The chapel, and New Light’s cemetery, are located in this small suburb several miles north of Pittsburgh’s Squirrel Hill neighborhood, where the congregation has worshipped for decades. The congregation opened the chapel to a media preview on Wednesday.
The New Light Memorial Chapel includes a display of religious items that had belonged to the three martyrs — a shofar used by Richard Gottfried for High Holy Day services, a travel prayer book used by Melvin Wax and a biblical study guide used by Daniel Stein.
The three “were our leaders for the most important aspect of congregational life,” Cohen said.
The chapel includes displays about New Light’s founding by Romanian immigrants fleeing 19th century antisemitic persecution. And it includes a stained glass window that has three stars honoring Gottfried, Stein and Wax and that depicts a scene from the Torah passage that would have been read on the morning of the attack.
An adjacent window includes eight more stars honoring the victims from the Tree of Life and Dor Hadash congregations, which were also meeting in the building at the time of the deadliest antisemitic attack in U.S. history.
“It’s very meaningful,” said Carol Black, a survivor of the attack and sister of Gottfried. “It’s a wonderful tribute to the three people that we lost.”
The chapel also gives the congregation a sanctuary to call its own. It had sold its own building in 2017 as part of a downsizing and has since met in rented space, first at Tree of Life and now at another nearby synagogue in Squirrel Hill, where many of the congregants live. But the cemetery chapel will be available for funerals, special events and anyone wanting to see the memorial and and historical exhibits.
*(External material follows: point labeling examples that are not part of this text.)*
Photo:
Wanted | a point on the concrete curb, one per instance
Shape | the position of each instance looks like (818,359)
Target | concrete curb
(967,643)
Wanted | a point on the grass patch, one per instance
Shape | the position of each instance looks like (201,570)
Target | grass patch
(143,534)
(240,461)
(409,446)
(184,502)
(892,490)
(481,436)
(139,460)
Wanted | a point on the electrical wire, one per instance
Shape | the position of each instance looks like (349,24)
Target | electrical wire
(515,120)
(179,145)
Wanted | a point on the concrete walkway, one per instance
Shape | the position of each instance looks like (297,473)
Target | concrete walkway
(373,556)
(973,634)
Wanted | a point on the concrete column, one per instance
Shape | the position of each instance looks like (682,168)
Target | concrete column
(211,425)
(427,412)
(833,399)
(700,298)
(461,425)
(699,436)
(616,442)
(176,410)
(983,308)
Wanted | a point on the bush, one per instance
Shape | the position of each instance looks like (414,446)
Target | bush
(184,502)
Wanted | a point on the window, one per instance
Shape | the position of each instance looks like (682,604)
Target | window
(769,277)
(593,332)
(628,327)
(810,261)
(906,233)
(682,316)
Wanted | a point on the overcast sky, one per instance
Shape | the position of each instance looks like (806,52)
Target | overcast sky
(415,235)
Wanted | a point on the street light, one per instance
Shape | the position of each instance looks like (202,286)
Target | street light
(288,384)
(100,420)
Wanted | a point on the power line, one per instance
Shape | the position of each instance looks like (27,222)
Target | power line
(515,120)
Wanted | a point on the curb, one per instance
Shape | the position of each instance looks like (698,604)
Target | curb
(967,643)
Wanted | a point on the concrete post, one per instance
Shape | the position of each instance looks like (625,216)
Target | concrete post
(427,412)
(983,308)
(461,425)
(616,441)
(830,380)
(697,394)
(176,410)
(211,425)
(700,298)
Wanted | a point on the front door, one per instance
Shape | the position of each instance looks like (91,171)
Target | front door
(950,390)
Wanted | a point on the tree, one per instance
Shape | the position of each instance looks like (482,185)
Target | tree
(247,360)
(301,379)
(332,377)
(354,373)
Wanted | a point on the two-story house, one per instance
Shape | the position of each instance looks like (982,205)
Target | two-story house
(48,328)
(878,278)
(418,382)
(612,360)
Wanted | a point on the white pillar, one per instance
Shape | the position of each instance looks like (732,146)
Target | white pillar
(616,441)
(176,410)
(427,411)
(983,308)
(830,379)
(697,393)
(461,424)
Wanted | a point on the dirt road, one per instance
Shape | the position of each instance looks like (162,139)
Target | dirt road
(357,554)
“It’s wonderful that we have something that’s ours,” Black said.
The three victims are buried in the cemetery, where a memorial marker honoring them as “holy martyrs” was dedicated in 2020.
“The true, lasting legacy to Rich, Dan, Mel and the eight members of the other two congregations is not just physical memorials such as this building, but to accept that we have an obligation to teach future generations about the roots of antisemitism in America,” Cohen said at the dedication. “Only by understanding the past can we change the future.”
The suspect in the shootings faces an April trial date.